Published online by Cambridge University Press: 10 May 2010
Sometimes a great notion springs up at you. Many of the conclusions in this book arose that way. Other times, an idea sidles up, nudging you time and time again from the periphery. That seems to better fit how this book came about.
The first seed was probably planted at Michigan State University, where the climate, if inhospitable to the body, was highly conducive to interpersonal explorations. There, Judee taught a graduate seminar called Theories of Interpersonal Intimacy. The seed germinated at the University of Arizona, with the aid of the warm desert sun and further graduate seminars, titled Dyadic Interaction Processes and Theories of Intimacy Exchange.

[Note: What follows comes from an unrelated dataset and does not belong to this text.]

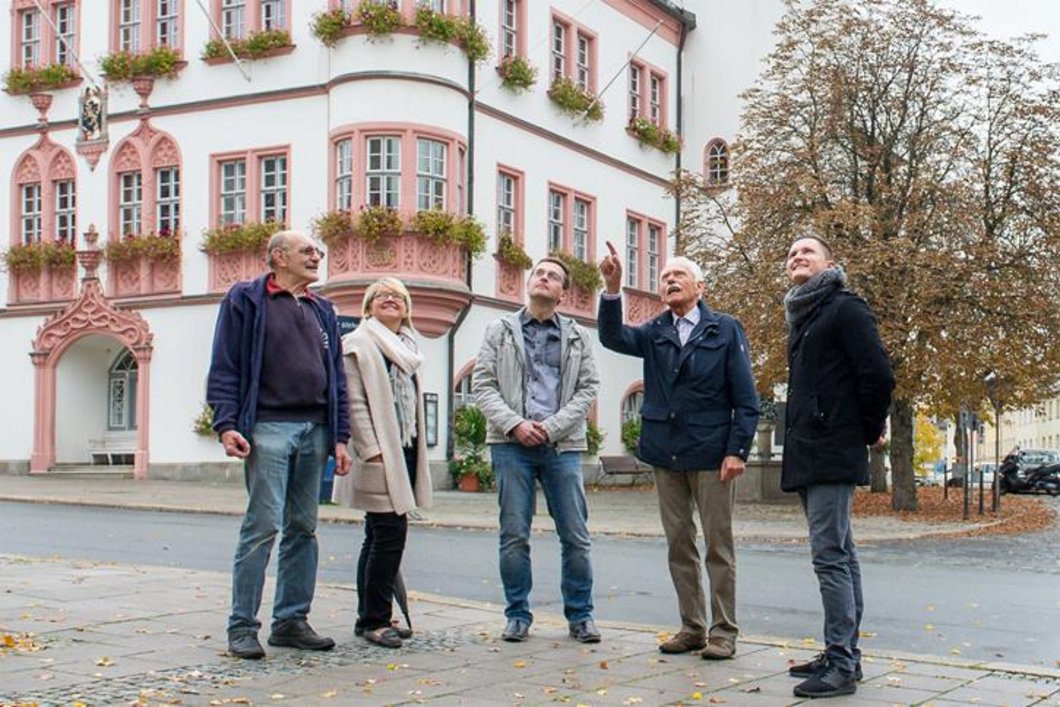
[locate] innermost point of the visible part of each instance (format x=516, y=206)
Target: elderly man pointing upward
x=698, y=423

But it truly began to take root when the three of us, now working as a research team, realized that no single volume or article could offer us a comprehensive analysis to guide our own theorizing and research in this at once exciting and frustrating area.
And so the book grew, with much nurturing, weeding, and pruning from a host of student “gardeners” – people like Jerry Hale, Dave Buller, Milt Shatzer, Mary Diez, Rodney Reynolds, Lynn Aho, Beth Le Poire, Aileen Buslig, Renee Klingle, Patricia Rockwell, Michael Payne, Jamie Comstock, Cindy White, Pamela Koch, Eusebio Alvaro, Leu Strope, Kristen Burge, Mike Voloudakis, Megan Sheehan, and Carol Hensley – whose penetrating questions, summaries, editings, and critiques provided essential nutrients and to whom we owe a debt of gratitude.